To make matters worse, Britain is slowly tilting, apparently an aftereffect of the last great Ice Age, with the northwest of the country rising and the southeast sinking at about a foot a century. London, built on a foundation of clay, is settling even faster; and normal tides are becoming higher and higher.

Because continuing to raise the walls along the Thames would cut off London's view of the river and ruin the historic waterfront, government officials years ago began looking for another answer to the flood peril. In 1972, after weighing dozens of schemes, they settled on a novel system of floodgates proposed by Engineer Charles Draper, 47. The entire barrier, a 521-meter (1,710 ft.) structure, will span the Thames 14 km (8.5 miles) downstream from London Bridge. It has ten openings, six of which are large enough to accommodate the more than 5,000 seagoing ships that are expected to pass through each year.

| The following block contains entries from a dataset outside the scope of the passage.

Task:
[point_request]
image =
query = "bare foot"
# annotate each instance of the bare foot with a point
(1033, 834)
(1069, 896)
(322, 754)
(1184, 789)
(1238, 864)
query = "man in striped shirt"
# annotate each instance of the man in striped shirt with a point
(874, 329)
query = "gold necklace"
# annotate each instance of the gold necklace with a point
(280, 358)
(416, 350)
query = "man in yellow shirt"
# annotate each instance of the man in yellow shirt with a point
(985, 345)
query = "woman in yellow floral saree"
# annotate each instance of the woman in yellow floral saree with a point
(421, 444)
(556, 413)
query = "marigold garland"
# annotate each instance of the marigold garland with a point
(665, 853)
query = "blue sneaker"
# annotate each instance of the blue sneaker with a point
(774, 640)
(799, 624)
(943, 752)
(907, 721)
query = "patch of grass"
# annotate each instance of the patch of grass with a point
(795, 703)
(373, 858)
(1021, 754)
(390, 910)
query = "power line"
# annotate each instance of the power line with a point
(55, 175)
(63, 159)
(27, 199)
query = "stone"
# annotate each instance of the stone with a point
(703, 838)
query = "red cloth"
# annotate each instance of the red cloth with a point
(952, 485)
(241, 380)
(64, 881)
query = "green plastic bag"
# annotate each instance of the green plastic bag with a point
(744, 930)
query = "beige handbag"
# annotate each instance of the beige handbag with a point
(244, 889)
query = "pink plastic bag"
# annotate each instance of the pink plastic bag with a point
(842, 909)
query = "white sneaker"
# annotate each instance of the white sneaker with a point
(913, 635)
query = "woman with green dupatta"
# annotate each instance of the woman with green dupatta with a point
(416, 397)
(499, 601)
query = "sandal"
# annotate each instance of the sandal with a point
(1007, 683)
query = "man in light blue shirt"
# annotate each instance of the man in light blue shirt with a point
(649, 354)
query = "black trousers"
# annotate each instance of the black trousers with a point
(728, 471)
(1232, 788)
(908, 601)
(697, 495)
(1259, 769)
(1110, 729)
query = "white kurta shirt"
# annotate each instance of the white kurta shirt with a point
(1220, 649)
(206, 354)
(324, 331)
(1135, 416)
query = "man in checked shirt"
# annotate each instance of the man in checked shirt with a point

The gates in these larger openings are actually sections of cylinders, rounded on one side, flat on the other, with a disc at either end. Under ordinary circumstances, they will lie flat-face up in rounded troughs planted in the riverbed. But if there is a threat of flooding, each of the gates will be rotated 90° by hydraulic rocker arms, housed at either end inside well-designed piers (which resemble the futuristic opera house in Sydney, Australia). The rotation raises the gates to a vertical position, turning them into five-story-high barricades against the rising waters. Though the gates weigh 3,200 tons each, they can be raised in only 30 minutes.

Now nearly two-thirds completed, the project is expected to cost more than $800 million. Additional flood defenses along the banks downstream (to contain the water blocked by the barricade) are expected to put the total tab of taming the Thames at more than $1.5 billion. Meanwhile, the Greater London Council is taking precautions against any flooding that might occur before the great Thames barrier is in place. With the onset of winter gales, the council is stepping up distribution of instructions about what to do in case the waters begin to rise. Says one poster: "If you live, work or travel through the Flood Risk Area, you should learn the Thames Flood Drill now. Cut it out and keep it handy. We hope you'll never need it. There's a 1 in 50 chance you will."